Sal had showered and changed into a pair of jeans and a sweat shirt and had laid on the sofa still waiting for Gemma.

After calling everybody he could think to call, he had his guys staking out her girlfriend groups (she was a member of many different ones) and at clubs and bars too.

But nothing had turned up. And then he fell asleep.

It was Lucky, who had fallen asleep in the game room, who came up front and saw that his father had done the same.

First he looked around for his mother, hoping she had made it home.

But nobody was home but the two of them and Tee-Tee and Marie.

The baby’s nanny had already gone for the day.

He sat on the edge of the sofa by his father and braced himself. Then he shook his father.

Sal woke up on his side with both his arms folded and his son staring at him. Which made him damn uncomfortable. “What are you looking at me like that for?” Then he frowned. “What time is it?”

“Almost midnight.”

When Lucky said the time, Sal suddenly realized why he felt so on edge. And that sense of dread returned. “Is she home?”

Lucky hated to tell him the news. “No sir. That’s why I woke you up.”

“Did she call?”

“No sir.”

Sal’s heart began to ache as he sat up and placed his feet on the floor. Lucky sat in one of the chairs as Sal ran his hands through his hair. “Where the fuck is she?” he said angrily. “Why hasn’t she called and checked on her own children?”

Then Sal looked at Lucky. That didn’t even sound like something Gemma would do. “She called you though, didn’t she?”

“No sir.

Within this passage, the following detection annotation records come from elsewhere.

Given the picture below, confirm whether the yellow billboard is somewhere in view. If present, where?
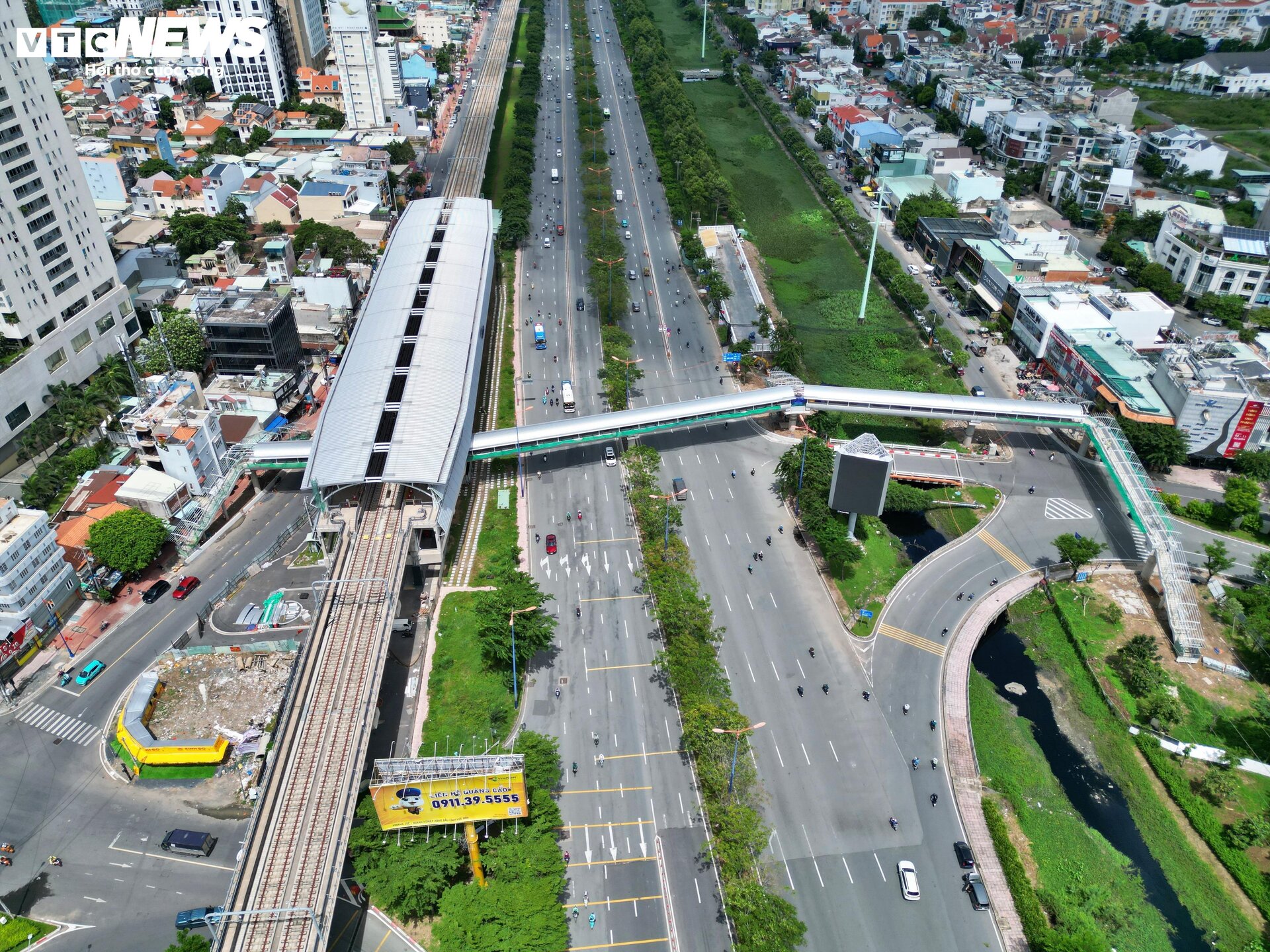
[371,756,530,830]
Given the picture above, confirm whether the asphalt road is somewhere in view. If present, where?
[0,477,304,952]
[518,4,728,949]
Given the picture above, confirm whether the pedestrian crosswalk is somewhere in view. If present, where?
[18,705,101,746]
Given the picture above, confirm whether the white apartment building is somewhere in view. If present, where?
[0,499,79,654]
[867,0,940,33]
[329,4,402,130]
[203,0,287,105]
[0,0,141,469]
[1154,208,1270,307]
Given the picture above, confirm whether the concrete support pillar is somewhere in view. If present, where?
[1138,549,1158,581]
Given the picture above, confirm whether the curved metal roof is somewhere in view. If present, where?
[305,198,494,487]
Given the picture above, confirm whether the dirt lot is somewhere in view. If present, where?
[150,651,296,740]
[1091,573,1260,707]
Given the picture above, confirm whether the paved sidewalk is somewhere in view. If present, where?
[944,573,1042,952]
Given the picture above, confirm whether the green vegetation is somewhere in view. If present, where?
[624,446,806,952]
[1138,87,1270,130]
[136,306,207,374]
[294,218,374,265]
[1000,584,1257,949]
[970,672,1169,952]
[482,14,532,208]
[348,736,569,952]
[87,509,167,574]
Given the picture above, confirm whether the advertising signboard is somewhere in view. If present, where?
[371,754,530,830]
[1222,400,1265,458]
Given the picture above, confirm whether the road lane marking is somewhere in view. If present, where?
[976,530,1031,573]
[560,895,663,909]
[878,623,944,656]
[605,750,683,762]
[587,662,653,672]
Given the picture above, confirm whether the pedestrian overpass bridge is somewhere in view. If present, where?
[250,385,1203,660]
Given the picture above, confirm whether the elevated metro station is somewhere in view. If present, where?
[302,198,494,567]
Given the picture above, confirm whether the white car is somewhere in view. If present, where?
[896,859,922,902]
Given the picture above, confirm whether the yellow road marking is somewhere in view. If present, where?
[878,625,944,656]
[979,531,1031,573]
[587,662,653,672]
[605,750,683,760]
[560,896,663,909]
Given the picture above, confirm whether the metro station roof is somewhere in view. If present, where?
[305,198,493,489]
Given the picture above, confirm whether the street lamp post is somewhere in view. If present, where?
[508,606,538,707]
[595,258,626,324]
[710,721,767,797]
[610,352,644,406]
[648,493,675,557]
[856,179,886,324]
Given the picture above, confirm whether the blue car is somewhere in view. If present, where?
[75,660,105,686]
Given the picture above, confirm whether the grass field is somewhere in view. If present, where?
[689,83,964,393]
[1135,87,1270,130]
[970,672,1169,952]
[1216,131,1270,169]
[1005,594,1255,948]
[419,592,516,756]
[482,13,530,208]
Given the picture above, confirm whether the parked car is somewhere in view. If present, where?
[896,859,922,902]
[141,579,171,606]
[75,658,105,687]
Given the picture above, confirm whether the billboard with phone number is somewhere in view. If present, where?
[371,758,530,830]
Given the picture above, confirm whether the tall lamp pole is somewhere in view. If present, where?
[595,258,626,324]
[648,493,675,556]
[611,354,644,409]
[508,606,541,707]
[710,721,767,797]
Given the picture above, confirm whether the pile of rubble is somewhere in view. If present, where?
[150,651,296,753]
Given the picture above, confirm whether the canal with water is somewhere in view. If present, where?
[881,513,1206,952]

I told you she didn’t.”

“Where’s Marie?”

“She’s in her room.”

“Tell her to come here.”

“Even if Ma called her, you shouldn’t make her betray Ma’s confidence.”

Sal gave Lucky a look that could melt his skin. “I’m getting her, dang,” Lucky said reluctantly as he went out of the living room.

He returned right away with his big sister because Marie knew like Lucky knew what Sal was like when he was impatient. When he summoned her, there was no getting out of it.

“You wanted me, Daddy?”

Marie was a gorgeous girl with too many friends of the male persuasion if you asked Sal, but he knew she was still finding her way. “Did your mother phone you?”

Marie could see the distress their father was in. But she promised her mother.

“Answer my question. Did your mother phone you?”

“She called, but I can’t tell you where she is.”

“Like hell you can’t,” Sal said as he stood up. “Now tell me where she is or I’ll knock your ass through that wall. Where is she, Marie?”

Marie looked at Lucky. But Lucky knew it was hopeless. Their father didn’t play. He would literally knock them both through that wall as if they were feathers. She had to tell. She had to.

But she didn’t get a chance. Sal’s phone rang. It was Robby. He knew where Gemma was.

When Sal realized where, he frowned. “That motherfucker told me she wasn’t there!” he said as he began running for the front door. He didn’t tell his children a thing.

It didn’t matter to Marie. She had dodged a serious bullet and she and Lucky knew it. She sat down on the sofa just to regain her composure. Her brother brought her a glass of water.